Exogenous cortisol administration or overproduction of cortisol in conditions such as Cushing’s disease increases the accumulation of lipid in visceral depots.330,331 The local production of cortisol within adipose tissue by conversion of cortisone to bioactive cortisol by the enzyme 11beta HSD-1 also increases the accumulation of lipid in visceral depots.^332–334 Acting through both adipogenic and lipogenic pathways, blockade of the local production of cortisol is likely to reduce visceral adipose tissue mass; therapeutic agents are currently in preclinical studies.

β₃-Receptor agonists not only increase energy expenditure in rodents, but also increase the number of brown adipocytes.335,336 It has been suggested that this occurs as a result of transdifferentiation of lipid-storing white adipocytes into energy-consuming brown adipocytes. The hallmark of the brown adipocyte is the expression of the thermogenic uncoupling protein UCP-1. In rodents, the conversion of WAT into BAT is under genetic control, and the resulting weight loss improves the features of the metabolic syndrome. Overexpression of the transcriptional factor enhancer PGC-1 in human adipocytes in vitro also increases UCP-1 mRNA and protein and serves as an example of how this might also occur in humans in vivo.¹⁵³ Increased energy expenditure and fat oxidation would result in a decrease in body weight, although the potential mechanisms remain elusive.^337,338 Recent findings of discrete brown fat depots uncovered by PET technologies^{162,170a–170c} should stimulate a renewed effort to find strategies to induce a greater number of brown adipocytes.

Last, as discussed above, once precursor cells are recruited to differentiate into white adipocytes, they are conceptually permanent. Recent studies in vivo in humans suggest that adipocytes are constantly being formed and undergo apoptosis.101,109 These high turnover rates for adipose tissue suggest that a reduction in adipocyte recruitment and/or an increase in adipocyte apoptosis might lead to a reduction in adipocyte mass. As noted for the lipolytic pathways, if the excess energy is not completely oxidized, then a possible outcome might be accumulation of lipid in skeletal muscle and liver, as occurs in lipodystrophy syndromes. This approach would make sense in the setting of weight loss achieved by other means as a way to reduce the number of lipid-storing small adipocytes.

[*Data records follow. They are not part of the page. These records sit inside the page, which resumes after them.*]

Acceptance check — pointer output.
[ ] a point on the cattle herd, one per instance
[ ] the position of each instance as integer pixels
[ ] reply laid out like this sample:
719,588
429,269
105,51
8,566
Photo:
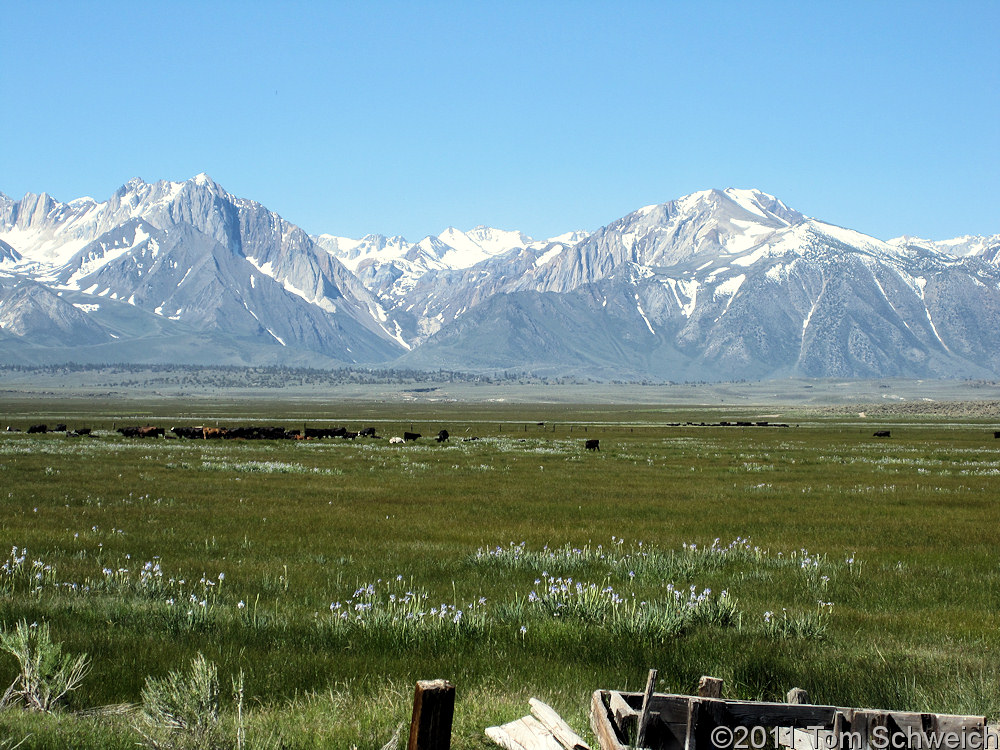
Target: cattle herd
257,432
250,432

Another approach to reversing excess lipid supply to the liver and skeletal muscle is to modulate lipolysis. Lipolysis is disordered in obesity and in type 2 diabetes, where insulin fails to fully suppress lipolysis. Decreasing lipolysis to mimic the normal decrease in FFA that occurs with daytime meals might improve insulin action. Indeed, reducing lipolysis for only 7 days improved insulin action in vivo.88,339 Preserving the increase in lipolysis during sleep and exercise might be necessary for normalizing the meal-related and circadian pattern of lipolysis.

In addition to exercise, which improves blood flow and insulin sensitivity in adipose tissue, it might be possible to pharmacologically manipulate lipolysis. Nicotinic acid therapy is a well-established treatment for hypertriglyceridemia and low high-density lipoprotein (HDL) cholesterol, and the recent discovery of a nicotinic acid receptor (HM74) has opened the door for the development of small molecule inhibitors of lipolysis.³⁴⁰ Other previously orphan G protein–coupled receptors such as the antilipolytic GPR 43 are ripe as targets for improving insulin sensitivity via suppression of lipolysis.³⁴¹ GPR 43 belongs to a subfamily of GPRs that include GPR 40 and GPR 41; all are fatty acid receptors. Given the modulation of lipolysis across the day, the rational design of these drugs should consider dosing and pharmacokinetics in an attempt to mimic the normal variation in free fatty acids.